Virgil W. Raines

Personal information
- Born: March 30, 1911 United States
- Died: May 10, 2000 (aged 89)
- Occupation: Trainer

Horse racing career
- Sport: Horse racing
- Career wins: Not found

Major racing wins
- Delaware Handicap (1944, 1966) Arlington Classic (1950) Dwyer Stakes (1950) Saratoga Cup (1950) Massachusetts Handicap (1950) Sussex Handicap (1950, 1951) Arlington Handicap (1951) Excelsior Handicap (1963) Diana Handicap (1965, 1966) Spinster Stakes (1966) Diana Handicap (1966) Oceanport Handicap (1979) Maryland Million Turf (1988) Maryland Million Classic (1989, 1990, 1991) Ben Ali Stakes (1990) Brooklyn Handicap (1991) Sorority Stakes (1996) American Classic Race wins: Preakness Stakes (1962)

Honours
- Raines Award given by Monmouth Park Racetrack Delaware Park Wall of Fame (2008)

Significant horses
- Greek Song, Greek Money, Open Fire

= Virgil W. Raines =

Virgil W. Raines (March 30, 1911 – May 10, 2000) was an American Thoroughbred racehorse trainer.

Known as "Buddy" Raines, in the 1930s he began working as a stable hand and became an exercise rider, notably for the U.S. Racing Hall of Fame colt Cavalcade. He went on to condition racehorses for 65 years, working primarily on the U.S. East Coast and was a regular at Delaware Park and Monmouth Park Racetracks.

Buddy Raines met with his greatest success training horses for Donald Ross's Brandywine Stable. He had great success with Cochise, winning several important races between 1949 and 1951, including the Massachusetts and Arlington Handicaps and the Saratoga Cup and set or equaled track records at Suffolk Downs and Delaware Park.

In July 1950, with the colt Greek Song, Raines won the Arlington Classic, a race that at the time was one of the most important in America. As a stallion, Greek Song was mated to the mare Lucy Lufton, a granddaughter of the great sire Nearco.
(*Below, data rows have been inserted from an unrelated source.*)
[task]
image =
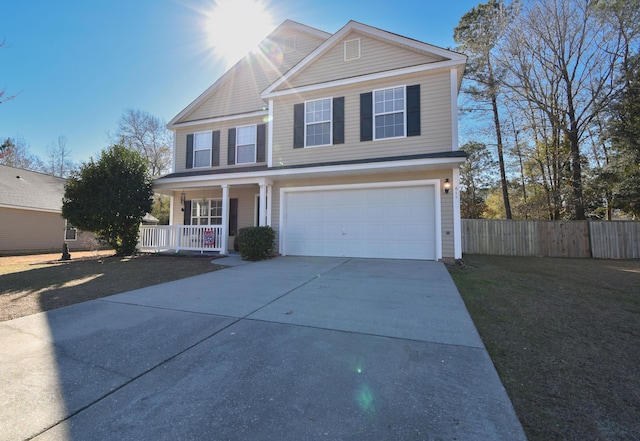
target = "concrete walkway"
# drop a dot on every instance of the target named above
(292, 348)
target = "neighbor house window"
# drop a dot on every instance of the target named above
(70, 232)
(389, 113)
(317, 120)
(202, 149)
(206, 212)
(246, 145)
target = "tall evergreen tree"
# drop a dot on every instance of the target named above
(477, 35)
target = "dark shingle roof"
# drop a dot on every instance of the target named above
(30, 190)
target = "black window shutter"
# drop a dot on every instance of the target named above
(298, 126)
(261, 142)
(215, 149)
(413, 110)
(190, 150)
(366, 116)
(187, 213)
(233, 217)
(338, 120)
(231, 151)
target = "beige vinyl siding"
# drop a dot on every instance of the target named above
(240, 92)
(375, 56)
(181, 142)
(446, 200)
(23, 231)
(435, 120)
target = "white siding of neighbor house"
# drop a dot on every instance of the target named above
(23, 231)
(240, 91)
(375, 56)
(435, 120)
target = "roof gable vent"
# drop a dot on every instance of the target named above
(289, 44)
(352, 49)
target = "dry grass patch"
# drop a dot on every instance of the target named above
(564, 336)
(31, 284)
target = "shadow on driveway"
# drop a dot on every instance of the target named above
(291, 348)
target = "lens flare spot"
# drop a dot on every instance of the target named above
(365, 399)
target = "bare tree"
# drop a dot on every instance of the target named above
(15, 152)
(59, 158)
(148, 135)
(3, 96)
(562, 58)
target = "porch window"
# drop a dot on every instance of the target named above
(206, 212)
(202, 149)
(389, 113)
(246, 145)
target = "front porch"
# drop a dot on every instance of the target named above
(159, 238)
(206, 215)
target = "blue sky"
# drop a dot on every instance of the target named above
(76, 66)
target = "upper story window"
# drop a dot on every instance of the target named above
(206, 212)
(389, 113)
(70, 232)
(202, 149)
(246, 145)
(317, 118)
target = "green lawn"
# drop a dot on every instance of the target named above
(564, 335)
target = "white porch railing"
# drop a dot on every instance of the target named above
(180, 238)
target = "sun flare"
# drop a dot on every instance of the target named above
(235, 27)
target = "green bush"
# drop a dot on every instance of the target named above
(256, 243)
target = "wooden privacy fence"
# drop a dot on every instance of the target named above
(600, 239)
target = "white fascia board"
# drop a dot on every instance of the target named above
(41, 210)
(370, 77)
(302, 28)
(252, 177)
(452, 56)
(219, 119)
(204, 95)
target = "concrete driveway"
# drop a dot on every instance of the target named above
(292, 348)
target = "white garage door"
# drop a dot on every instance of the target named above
(389, 222)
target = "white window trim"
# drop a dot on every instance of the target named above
(195, 149)
(404, 112)
(69, 227)
(346, 45)
(194, 203)
(255, 143)
(330, 123)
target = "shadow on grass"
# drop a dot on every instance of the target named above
(65, 283)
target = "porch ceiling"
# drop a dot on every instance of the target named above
(180, 182)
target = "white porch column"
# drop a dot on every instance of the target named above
(269, 199)
(225, 218)
(457, 222)
(263, 205)
(171, 202)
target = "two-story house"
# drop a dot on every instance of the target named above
(346, 144)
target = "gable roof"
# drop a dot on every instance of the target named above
(29, 190)
(260, 55)
(449, 58)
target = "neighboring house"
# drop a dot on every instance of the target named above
(343, 143)
(30, 213)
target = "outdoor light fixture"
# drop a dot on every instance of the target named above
(447, 186)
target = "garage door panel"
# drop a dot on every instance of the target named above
(396, 222)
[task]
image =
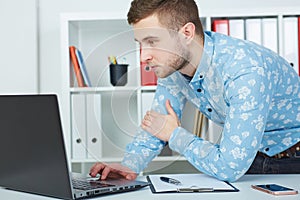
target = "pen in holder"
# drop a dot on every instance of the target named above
(118, 74)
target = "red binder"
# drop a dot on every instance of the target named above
(148, 76)
(221, 26)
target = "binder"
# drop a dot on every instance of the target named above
(221, 26)
(78, 126)
(147, 99)
(290, 41)
(270, 33)
(93, 120)
(185, 183)
(236, 28)
(254, 30)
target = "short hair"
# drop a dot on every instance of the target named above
(173, 14)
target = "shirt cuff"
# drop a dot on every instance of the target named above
(180, 140)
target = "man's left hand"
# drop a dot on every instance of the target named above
(160, 125)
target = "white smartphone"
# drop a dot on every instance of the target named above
(275, 189)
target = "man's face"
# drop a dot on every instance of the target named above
(162, 50)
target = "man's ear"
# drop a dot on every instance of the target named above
(188, 30)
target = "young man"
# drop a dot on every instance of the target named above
(248, 89)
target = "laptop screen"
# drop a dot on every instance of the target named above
(32, 147)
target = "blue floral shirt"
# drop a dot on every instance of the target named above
(250, 91)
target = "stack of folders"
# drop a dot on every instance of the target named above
(168, 183)
(86, 131)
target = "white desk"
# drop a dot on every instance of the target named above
(243, 184)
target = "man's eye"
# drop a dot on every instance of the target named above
(151, 42)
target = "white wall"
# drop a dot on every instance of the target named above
(18, 47)
(49, 25)
(30, 39)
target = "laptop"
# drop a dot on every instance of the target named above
(33, 156)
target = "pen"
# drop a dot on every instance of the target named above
(170, 180)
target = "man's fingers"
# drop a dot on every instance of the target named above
(96, 169)
(170, 109)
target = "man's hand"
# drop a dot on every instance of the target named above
(112, 171)
(159, 125)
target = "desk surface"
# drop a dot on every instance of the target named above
(243, 184)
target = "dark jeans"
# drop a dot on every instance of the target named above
(269, 165)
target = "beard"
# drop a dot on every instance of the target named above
(178, 59)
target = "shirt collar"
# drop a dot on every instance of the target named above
(206, 58)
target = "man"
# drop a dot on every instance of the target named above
(248, 89)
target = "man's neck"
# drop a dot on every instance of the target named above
(196, 49)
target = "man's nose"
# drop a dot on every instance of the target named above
(146, 55)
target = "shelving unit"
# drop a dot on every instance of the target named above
(115, 111)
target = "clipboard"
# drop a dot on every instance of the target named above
(189, 183)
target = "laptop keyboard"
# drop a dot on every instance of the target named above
(88, 185)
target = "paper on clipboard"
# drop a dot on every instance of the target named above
(189, 183)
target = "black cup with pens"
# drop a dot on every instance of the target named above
(118, 72)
Their union produced Greek Money who would give Buddy Raines his most important win in 1962 when the chestnut colt won a U.S. Triple Crown race, the Preakness Stakes.

In 1966, Raines conditioned Open Fire to a Champion season. The daughter of Brandywine Stable's Cochise, Open Fire won the Delaware Handicap, the Spinster Stakes as well as the Diana Handicap en route to being voted Co-U.S. Champion Older Mare.
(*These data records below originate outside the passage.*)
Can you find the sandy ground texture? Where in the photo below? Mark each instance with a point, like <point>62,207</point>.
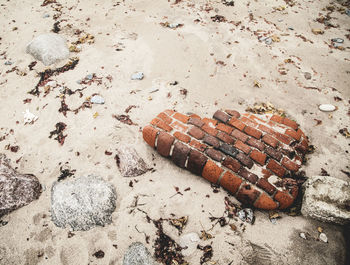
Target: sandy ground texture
<point>218,62</point>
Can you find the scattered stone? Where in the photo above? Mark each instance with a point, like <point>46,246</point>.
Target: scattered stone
<point>48,48</point>
<point>130,164</point>
<point>138,254</point>
<point>189,243</point>
<point>82,203</point>
<point>16,190</point>
<point>307,75</point>
<point>97,100</point>
<point>29,117</point>
<point>327,107</point>
<point>137,76</point>
<point>327,199</point>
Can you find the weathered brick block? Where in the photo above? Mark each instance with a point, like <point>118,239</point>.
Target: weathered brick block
<point>211,171</point>
<point>290,165</point>
<point>245,160</point>
<point>276,168</point>
<point>266,186</point>
<point>214,154</point>
<point>230,182</point>
<point>221,142</point>
<point>225,138</point>
<point>221,116</point>
<point>196,132</point>
<point>243,147</point>
<point>233,113</point>
<point>258,157</point>
<point>232,164</point>
<point>180,153</point>
<point>149,135</point>
<point>268,139</point>
<point>253,132</point>
<point>211,140</point>
<point>196,162</point>
<point>164,143</point>
<point>224,128</point>
<point>182,137</point>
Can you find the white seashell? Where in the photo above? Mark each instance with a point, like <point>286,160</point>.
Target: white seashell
<point>327,107</point>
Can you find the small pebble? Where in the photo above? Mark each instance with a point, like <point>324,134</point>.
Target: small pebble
<point>137,76</point>
<point>327,107</point>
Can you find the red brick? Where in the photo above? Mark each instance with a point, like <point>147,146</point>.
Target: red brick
<point>224,128</point>
<point>182,137</point>
<point>253,132</point>
<point>258,157</point>
<point>277,118</point>
<point>221,116</point>
<point>165,117</point>
<point>211,172</point>
<point>181,117</point>
<point>196,162</point>
<point>268,139</point>
<point>211,140</point>
<point>283,138</point>
<point>247,194</point>
<point>239,135</point>
<point>231,163</point>
<point>179,126</point>
<point>243,147</point>
<point>210,122</point>
<point>276,168</point>
<point>265,202</point>
<point>149,135</point>
<point>169,112</point>
<point>164,143</point>
<point>195,121</point>
<point>284,199</point>
<point>230,182</point>
<point>161,124</point>
<point>251,177</point>
<point>273,153</point>
<point>225,138</point>
<point>245,160</point>
<point>266,129</point>
<point>256,143</point>
<point>233,113</point>
<point>199,146</point>
<point>290,165</point>
<point>266,186</point>
<point>249,122</point>
<point>180,153</point>
<point>237,124</point>
<point>290,123</point>
<point>214,154</point>
<point>196,133</point>
<point>209,130</point>
<point>293,134</point>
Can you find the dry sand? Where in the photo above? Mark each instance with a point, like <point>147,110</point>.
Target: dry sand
<point>217,63</point>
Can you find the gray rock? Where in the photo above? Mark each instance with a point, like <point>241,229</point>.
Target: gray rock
<point>327,199</point>
<point>130,164</point>
<point>82,203</point>
<point>16,190</point>
<point>48,48</point>
<point>138,254</point>
<point>137,76</point>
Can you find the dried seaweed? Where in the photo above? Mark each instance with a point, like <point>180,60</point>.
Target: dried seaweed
<point>60,127</point>
<point>44,76</point>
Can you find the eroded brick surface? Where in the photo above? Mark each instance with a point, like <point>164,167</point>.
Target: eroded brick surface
<point>251,156</point>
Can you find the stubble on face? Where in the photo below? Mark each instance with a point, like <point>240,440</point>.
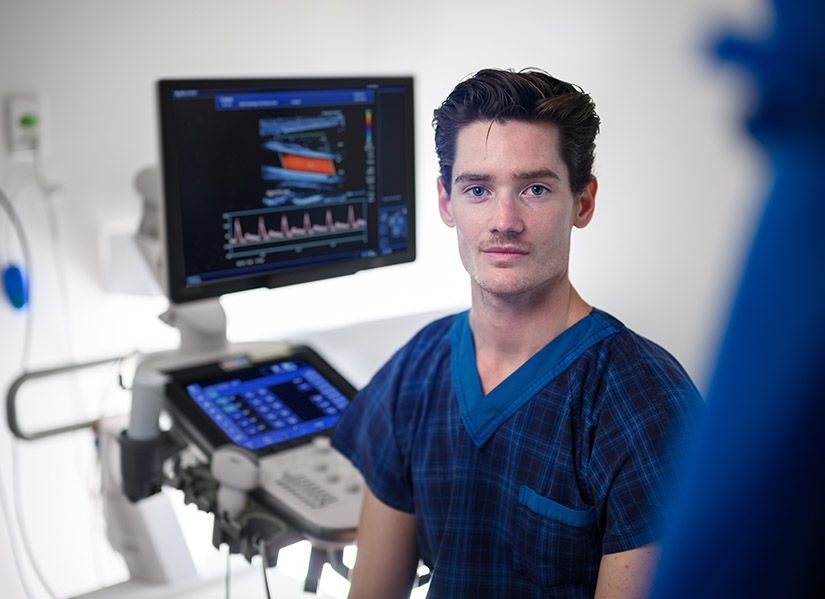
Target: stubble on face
<point>513,248</point>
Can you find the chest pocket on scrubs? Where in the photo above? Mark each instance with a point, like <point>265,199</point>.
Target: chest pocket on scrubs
<point>553,544</point>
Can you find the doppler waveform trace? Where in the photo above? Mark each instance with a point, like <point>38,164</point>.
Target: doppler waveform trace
<point>252,231</point>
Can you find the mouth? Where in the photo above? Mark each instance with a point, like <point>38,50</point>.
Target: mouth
<point>505,250</point>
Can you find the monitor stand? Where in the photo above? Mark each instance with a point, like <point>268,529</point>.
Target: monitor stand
<point>202,326</point>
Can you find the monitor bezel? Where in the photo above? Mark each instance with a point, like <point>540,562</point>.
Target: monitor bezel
<point>175,276</point>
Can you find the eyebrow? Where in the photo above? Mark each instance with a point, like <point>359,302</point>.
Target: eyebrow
<point>479,178</point>
<point>539,174</point>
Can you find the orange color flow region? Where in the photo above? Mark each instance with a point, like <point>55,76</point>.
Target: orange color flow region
<point>303,163</point>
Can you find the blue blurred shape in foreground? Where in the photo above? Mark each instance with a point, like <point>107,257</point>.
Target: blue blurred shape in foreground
<point>752,518</point>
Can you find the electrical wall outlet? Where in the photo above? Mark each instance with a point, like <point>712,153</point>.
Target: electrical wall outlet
<point>23,123</point>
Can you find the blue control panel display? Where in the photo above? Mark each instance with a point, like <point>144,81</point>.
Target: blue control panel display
<point>259,407</point>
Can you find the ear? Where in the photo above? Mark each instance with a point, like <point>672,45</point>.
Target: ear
<point>586,204</point>
<point>445,207</point>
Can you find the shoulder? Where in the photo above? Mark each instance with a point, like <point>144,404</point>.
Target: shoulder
<point>633,359</point>
<point>416,361</point>
<point>641,389</point>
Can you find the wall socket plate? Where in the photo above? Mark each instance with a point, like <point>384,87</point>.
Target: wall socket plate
<point>23,123</point>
On a personal basis, Buddy Raines played a major role in the rearing of his grandsons John and Mike Luzzi who both became jockeys. One of the family's great memories came in 1991 when the eighty-year-old Raines saddled Timely Warning and watched as grandson Mike Luzzi won the Maryland Million Classic and the Brooklyn Handicap.

In 1996 Monmouth Park began awarding the Virgil W. Raines Distinguished Achievement Award which honors an owner or trainer who has shown a dedication to the sport of Thoroughbred racing through exemplary conduct demonstrating professionalism and integrity.

Buddy Raines was residing in Aiken, South Carolina at the time of his death in 2000. He was nominated for induction in the National Museum of Racing and Hall of Fame in 2006. In 2008, Raines was inducted posthumously in the Delaware Park Wall of Fame.